Kami tidak ada hubungan sama sekali dengan kontrak atau keputusan pembelian pesawat itu"Batam (ANTARA News) - Menteri Perdagangan Mari Elka Pangestu membantah sinyalemen yang menyebutkan uaminya, Adi Harsono, menjadi calo pembelian 15 pesawat MA-60 buatan Xian Aircraft International Industry yang didanai pinjaman konsesi atau pinjaman lunak Pemerintah China.
"Kami tidak ada hubungan sama sekali dengan kontrak atau keputusan pembelian pesawat itu," kata Mari kepada wartawan setelah bertatap muka dengan beberapa pengusaha dan pejabat Kawasan Perdagangan Bebas dan Pelabuhan Bebas Batam Bintan, Karimun, dalam Forum Ekspor di Batam, Jumat malam.
Bantahan itu dikemukakan Mari menanggapi tudingan bahwa Adi Harsono menjadi broker pembelian 15 unit MA-60.
Dalam Pertemuan Internasional ke-7 Komisi Bersama Indonesia-China mengenai Kerjasama Ekonomi, Perdagangan dan Teknik tahun 2005 di Beijing, Pemerintah China bersedia menyediakan pinjaman konsesi bagi pembelian 15 pesawat MA-60 oleh Merpati.
Fasilitas itu beberapa tahun kemudian direalisasikan, tetapi kini dipermasalahkan DPR setelah pada 7 Mei 2011 satu MA-60 Merpati jatuh di perairan Kaimana, Papua Barat dengan menewaskan para penumpang dan awaknya.
Mari menyatakan, selaku Ketua Komisi Bersama Indonesia-China (Indonesia-China Joint Commission) hanya berposisi mendengar laporan dan mengoordinasi berbagai hal yang dibahas antara lain mengenai perdagangan, investasi dan pinjaman konsesi (pinjaman lunak berjangka waktu 15 tahun) untuk infrastruktur seperti Jembatan Suramadu, dan MA-60 untuk Merpati.
"Keputusan mengenai "conssesional loan" maupun pesawat MA-60 ada di tangan China dan Merpati.

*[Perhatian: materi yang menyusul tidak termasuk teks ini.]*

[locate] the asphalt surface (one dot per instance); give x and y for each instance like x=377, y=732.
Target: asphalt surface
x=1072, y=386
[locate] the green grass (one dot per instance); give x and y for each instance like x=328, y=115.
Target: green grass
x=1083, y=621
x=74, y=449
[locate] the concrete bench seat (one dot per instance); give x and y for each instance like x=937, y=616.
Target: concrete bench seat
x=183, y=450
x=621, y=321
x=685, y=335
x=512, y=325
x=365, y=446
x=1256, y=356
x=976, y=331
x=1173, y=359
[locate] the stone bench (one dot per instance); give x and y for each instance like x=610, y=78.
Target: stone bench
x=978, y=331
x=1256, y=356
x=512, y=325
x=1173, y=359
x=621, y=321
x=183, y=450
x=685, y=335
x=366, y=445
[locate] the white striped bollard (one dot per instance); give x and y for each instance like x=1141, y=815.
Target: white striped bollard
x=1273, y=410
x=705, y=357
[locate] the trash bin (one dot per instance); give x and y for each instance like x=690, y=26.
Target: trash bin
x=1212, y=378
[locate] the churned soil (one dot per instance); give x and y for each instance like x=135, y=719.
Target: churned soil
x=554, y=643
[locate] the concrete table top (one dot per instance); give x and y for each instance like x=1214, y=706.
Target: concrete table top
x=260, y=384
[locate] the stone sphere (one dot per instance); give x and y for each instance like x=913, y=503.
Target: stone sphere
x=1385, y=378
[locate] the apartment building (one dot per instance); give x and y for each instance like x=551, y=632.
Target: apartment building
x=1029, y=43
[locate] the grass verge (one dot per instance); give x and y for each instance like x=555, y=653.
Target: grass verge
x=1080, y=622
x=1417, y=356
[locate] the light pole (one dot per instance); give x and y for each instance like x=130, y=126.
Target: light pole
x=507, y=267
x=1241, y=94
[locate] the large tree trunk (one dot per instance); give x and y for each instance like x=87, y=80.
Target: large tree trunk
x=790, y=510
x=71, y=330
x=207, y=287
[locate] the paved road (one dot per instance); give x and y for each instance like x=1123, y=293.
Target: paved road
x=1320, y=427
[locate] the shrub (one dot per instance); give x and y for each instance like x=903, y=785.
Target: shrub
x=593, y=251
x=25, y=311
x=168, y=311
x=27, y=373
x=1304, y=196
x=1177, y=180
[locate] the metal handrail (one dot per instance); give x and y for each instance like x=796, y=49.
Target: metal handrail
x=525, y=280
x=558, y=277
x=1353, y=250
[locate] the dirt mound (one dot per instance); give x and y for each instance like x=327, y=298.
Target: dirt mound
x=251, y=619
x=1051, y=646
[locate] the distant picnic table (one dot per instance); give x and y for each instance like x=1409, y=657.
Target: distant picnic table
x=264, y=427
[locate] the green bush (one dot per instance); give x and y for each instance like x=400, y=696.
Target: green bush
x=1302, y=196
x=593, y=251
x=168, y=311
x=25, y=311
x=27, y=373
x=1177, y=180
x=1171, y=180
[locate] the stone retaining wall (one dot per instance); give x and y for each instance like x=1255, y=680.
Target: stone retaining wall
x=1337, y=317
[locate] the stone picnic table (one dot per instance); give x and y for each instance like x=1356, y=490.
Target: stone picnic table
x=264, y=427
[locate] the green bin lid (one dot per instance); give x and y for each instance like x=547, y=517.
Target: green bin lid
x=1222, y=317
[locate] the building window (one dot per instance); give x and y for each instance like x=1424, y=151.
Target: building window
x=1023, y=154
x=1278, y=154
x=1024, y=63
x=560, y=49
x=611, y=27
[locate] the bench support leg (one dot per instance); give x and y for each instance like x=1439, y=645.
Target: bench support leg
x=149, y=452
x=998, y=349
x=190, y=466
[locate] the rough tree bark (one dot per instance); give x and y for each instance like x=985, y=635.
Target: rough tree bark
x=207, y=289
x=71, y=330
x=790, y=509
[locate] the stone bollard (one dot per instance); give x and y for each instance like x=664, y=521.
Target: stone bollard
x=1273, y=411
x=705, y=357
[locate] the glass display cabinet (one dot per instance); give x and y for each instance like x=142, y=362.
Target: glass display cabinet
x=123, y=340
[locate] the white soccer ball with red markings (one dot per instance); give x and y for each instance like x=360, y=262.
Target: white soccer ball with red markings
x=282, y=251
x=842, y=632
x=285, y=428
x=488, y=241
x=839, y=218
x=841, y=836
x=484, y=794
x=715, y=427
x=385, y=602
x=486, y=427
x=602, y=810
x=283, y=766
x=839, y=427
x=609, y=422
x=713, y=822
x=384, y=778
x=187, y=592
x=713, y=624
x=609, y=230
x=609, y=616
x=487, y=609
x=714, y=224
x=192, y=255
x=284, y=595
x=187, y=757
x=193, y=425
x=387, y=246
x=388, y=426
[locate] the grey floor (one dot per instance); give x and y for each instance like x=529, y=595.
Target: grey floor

Kami pun tidak dalam posisi posisi menjajaki, hanya mengoordinasi laporan berbagai isu bilateral yang dibahas komisi bersama kedua negara," katanya.
Dalam `Joint Commission Indonesia-China" terdapat `joint working group` (kelompok kerja) yang trediri dari unsur kementerian terkait. Mengenai pinjaman konsesi yang memimpin adalah Bappenas, ujar Mari.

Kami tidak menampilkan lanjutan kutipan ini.